Pengusaha Indonesia yang hadir dalam acara ini, meliputi pengusaha-pengusaha kayu, kopi, rempah-rempah, tas dari kulit reptil, batik dan lainnya.

Dalam sesi pembicaraan berikutnya, dengan format business to business contact, terlihat adanya ketertarikan dan antusiasme pengusaha Marseille untuk jajagi kerjasama pemasaran produk-produk komoditas pertanian Indonesia. Selain itu, juga ada tawaran kepada pengusaha Indonesia untuk  buka perusahaan (mis. mendirikan roasting house utk kopi Indonesia dan refinery of palm oil).

Pengusaha Indonesia telah berdiskusi dgn pejabat dari bea cukai dari prancis, mr bruno hamon re kelapa sawit.

Indonesia – Amerika

Indonesia dan Amerika Serikat berkomitmen untuk terus menjalin dan meningkatkan kerja sama di bidang ekonomi.

Hal itu diungkapkan oleh Menteri Koordinator Bidang Perekonomian Airlangga Hartarto seusai melakukan pertemuan dengan Menteri Perdagangan Amerika Serikat Wilbur Ross di Kantor Kemenko Perekonomian.

Turut hadir dalam pertemuan tersebut di antaranya adalah Menteri Luar Negeri Retno L. P. Marsudi, Wakil Menteri Keuangan Suahasil Nazara, dan Menteri Perdagangan Agus Suparmanto.

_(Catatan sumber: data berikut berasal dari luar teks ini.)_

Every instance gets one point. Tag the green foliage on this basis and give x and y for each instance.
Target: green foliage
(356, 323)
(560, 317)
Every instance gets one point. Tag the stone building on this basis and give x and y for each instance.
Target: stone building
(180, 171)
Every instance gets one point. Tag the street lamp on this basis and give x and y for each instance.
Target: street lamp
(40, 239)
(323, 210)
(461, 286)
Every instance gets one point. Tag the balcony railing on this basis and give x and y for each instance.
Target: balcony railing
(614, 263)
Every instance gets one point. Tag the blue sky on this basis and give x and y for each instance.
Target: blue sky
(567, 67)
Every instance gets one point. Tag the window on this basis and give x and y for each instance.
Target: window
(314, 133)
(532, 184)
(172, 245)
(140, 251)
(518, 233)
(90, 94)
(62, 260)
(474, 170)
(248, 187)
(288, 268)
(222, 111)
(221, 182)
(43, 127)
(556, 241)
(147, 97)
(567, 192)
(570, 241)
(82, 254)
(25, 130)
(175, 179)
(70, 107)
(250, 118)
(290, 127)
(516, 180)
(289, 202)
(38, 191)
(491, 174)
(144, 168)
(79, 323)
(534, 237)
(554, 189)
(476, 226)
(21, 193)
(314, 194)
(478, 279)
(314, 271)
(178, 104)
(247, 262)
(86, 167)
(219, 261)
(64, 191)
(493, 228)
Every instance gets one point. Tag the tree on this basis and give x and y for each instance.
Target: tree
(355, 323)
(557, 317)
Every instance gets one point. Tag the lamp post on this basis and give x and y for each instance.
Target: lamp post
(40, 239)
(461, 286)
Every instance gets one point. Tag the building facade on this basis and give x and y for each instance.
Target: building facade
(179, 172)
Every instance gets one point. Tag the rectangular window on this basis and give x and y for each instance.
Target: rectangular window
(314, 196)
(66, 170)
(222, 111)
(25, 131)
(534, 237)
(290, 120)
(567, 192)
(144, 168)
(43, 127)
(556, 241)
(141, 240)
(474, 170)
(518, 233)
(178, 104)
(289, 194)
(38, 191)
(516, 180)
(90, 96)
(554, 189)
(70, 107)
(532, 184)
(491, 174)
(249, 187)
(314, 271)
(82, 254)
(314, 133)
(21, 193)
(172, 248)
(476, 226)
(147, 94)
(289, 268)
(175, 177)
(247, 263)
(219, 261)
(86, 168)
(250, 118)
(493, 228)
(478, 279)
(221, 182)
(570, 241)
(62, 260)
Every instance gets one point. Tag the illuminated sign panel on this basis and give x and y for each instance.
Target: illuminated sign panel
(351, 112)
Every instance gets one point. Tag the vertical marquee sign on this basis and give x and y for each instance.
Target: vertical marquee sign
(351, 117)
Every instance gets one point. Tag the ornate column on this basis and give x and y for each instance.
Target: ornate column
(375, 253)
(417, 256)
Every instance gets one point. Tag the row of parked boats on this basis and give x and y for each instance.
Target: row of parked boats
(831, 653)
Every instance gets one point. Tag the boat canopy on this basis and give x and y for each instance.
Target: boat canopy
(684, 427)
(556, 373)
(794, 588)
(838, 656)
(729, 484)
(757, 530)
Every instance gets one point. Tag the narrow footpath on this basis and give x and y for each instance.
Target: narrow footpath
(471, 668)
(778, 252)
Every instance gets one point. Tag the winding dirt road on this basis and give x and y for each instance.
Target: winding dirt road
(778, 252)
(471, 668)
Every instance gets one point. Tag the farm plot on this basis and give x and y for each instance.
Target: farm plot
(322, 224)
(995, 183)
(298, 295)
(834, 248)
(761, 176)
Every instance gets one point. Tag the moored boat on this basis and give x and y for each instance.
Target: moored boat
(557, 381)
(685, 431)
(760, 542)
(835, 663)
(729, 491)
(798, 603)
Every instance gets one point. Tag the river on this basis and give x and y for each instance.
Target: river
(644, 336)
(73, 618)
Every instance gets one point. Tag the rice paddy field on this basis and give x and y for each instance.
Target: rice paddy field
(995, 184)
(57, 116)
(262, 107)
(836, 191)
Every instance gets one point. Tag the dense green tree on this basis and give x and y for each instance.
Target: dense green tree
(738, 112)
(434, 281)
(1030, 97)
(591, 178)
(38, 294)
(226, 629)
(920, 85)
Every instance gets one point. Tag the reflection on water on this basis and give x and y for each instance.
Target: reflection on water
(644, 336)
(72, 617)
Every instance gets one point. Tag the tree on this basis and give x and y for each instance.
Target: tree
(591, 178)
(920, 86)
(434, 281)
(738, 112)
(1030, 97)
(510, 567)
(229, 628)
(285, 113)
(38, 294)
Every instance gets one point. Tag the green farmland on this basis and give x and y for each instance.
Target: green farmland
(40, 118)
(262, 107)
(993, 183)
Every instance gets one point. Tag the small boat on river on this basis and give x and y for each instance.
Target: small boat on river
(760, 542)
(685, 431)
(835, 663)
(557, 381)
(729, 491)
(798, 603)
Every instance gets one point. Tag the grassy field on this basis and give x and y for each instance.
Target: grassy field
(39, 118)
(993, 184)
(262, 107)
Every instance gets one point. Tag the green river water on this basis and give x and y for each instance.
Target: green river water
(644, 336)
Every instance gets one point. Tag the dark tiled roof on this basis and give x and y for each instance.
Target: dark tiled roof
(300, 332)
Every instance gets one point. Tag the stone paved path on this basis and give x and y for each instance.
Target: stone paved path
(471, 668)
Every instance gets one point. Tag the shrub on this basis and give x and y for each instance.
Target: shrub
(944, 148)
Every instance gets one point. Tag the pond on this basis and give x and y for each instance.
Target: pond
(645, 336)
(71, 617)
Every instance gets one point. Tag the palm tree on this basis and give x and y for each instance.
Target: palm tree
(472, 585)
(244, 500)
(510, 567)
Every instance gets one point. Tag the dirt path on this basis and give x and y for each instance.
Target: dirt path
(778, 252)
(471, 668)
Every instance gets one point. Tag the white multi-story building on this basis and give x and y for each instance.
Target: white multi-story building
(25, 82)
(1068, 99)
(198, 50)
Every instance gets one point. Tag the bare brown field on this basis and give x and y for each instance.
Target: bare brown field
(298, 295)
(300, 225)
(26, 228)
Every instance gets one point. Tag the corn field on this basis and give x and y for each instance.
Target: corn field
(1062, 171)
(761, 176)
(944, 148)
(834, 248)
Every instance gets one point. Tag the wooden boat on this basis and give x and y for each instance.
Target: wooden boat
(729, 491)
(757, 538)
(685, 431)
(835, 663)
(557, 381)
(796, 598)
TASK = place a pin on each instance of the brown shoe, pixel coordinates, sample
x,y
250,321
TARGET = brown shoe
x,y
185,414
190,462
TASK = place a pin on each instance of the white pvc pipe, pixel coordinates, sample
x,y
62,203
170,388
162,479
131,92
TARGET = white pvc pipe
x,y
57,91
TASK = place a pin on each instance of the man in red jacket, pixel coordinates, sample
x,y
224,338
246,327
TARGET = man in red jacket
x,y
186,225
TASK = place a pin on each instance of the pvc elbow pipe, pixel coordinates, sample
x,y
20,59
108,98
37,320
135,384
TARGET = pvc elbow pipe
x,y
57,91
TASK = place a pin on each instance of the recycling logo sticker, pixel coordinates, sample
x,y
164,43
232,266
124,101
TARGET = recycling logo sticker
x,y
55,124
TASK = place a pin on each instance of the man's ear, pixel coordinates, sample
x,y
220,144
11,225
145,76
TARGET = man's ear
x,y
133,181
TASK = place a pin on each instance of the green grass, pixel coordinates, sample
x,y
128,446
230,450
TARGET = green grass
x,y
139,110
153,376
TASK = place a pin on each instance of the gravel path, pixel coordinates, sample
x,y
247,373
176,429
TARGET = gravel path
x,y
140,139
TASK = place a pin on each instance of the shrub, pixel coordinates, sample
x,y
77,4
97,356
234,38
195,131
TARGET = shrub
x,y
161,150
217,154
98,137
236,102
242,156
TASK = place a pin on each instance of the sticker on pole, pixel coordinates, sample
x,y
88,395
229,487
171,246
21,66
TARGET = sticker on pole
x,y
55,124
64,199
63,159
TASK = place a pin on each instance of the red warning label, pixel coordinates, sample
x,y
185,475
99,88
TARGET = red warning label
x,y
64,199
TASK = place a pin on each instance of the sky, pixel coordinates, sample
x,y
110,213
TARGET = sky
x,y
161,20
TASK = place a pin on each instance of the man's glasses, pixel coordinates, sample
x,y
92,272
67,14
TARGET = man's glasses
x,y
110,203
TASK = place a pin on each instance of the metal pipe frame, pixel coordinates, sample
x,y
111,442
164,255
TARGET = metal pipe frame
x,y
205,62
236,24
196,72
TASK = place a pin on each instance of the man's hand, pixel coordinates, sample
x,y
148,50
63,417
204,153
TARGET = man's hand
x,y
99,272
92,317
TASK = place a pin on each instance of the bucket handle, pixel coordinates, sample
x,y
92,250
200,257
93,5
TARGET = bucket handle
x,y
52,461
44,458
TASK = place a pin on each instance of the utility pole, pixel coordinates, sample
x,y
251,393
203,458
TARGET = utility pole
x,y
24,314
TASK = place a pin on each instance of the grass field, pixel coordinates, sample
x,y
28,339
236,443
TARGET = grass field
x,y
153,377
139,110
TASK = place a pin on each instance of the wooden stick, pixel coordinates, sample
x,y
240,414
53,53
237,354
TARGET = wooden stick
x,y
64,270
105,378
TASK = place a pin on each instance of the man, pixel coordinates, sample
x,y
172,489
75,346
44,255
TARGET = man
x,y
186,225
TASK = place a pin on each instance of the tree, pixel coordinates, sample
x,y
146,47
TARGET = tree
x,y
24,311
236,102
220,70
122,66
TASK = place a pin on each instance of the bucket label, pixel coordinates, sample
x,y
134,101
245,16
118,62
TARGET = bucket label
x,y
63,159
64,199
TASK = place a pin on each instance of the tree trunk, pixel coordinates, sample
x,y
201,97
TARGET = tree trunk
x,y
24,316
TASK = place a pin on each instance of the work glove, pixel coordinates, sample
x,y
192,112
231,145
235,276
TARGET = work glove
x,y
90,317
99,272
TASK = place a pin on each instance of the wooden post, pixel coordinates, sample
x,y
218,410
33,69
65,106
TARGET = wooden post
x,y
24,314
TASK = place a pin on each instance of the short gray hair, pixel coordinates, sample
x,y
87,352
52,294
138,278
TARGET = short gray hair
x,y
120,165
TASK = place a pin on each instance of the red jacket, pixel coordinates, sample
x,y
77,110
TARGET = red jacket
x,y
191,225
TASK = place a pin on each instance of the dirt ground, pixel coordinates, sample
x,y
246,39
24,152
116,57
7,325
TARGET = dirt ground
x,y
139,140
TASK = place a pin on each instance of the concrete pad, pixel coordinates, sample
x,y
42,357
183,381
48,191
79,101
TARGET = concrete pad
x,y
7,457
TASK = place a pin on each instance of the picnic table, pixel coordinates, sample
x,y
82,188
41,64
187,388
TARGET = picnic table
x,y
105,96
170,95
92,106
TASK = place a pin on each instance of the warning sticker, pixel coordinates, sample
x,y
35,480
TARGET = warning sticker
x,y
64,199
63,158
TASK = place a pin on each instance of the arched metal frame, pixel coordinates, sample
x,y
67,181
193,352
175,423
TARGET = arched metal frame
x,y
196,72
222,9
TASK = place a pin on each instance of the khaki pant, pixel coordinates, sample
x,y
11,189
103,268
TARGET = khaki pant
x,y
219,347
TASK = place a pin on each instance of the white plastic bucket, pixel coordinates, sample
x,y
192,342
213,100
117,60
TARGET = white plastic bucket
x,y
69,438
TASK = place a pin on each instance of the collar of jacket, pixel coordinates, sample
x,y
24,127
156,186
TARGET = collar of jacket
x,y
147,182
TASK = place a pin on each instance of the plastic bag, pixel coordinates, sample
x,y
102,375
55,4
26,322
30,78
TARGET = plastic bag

Airlangga mengatakan, pertemuan tersebut membahas investasi dan kerja sama antara Amerika dan Indonesia. Ia mengatakan, ada sejumlah perusahaan yang menyatakan keinginannya untuk melakukan kegiatan usaha di Indonesia.

Pihak pemerintah telah melakukan pembahasan teknis dengan delegasi bisnis Amerika Serikat yang ada di Indonesia. Kerja sama ini akan dilakukan pada berbagai sektor, mulai dari penerbangan, kesehatan, dan sektor jasa lainnya.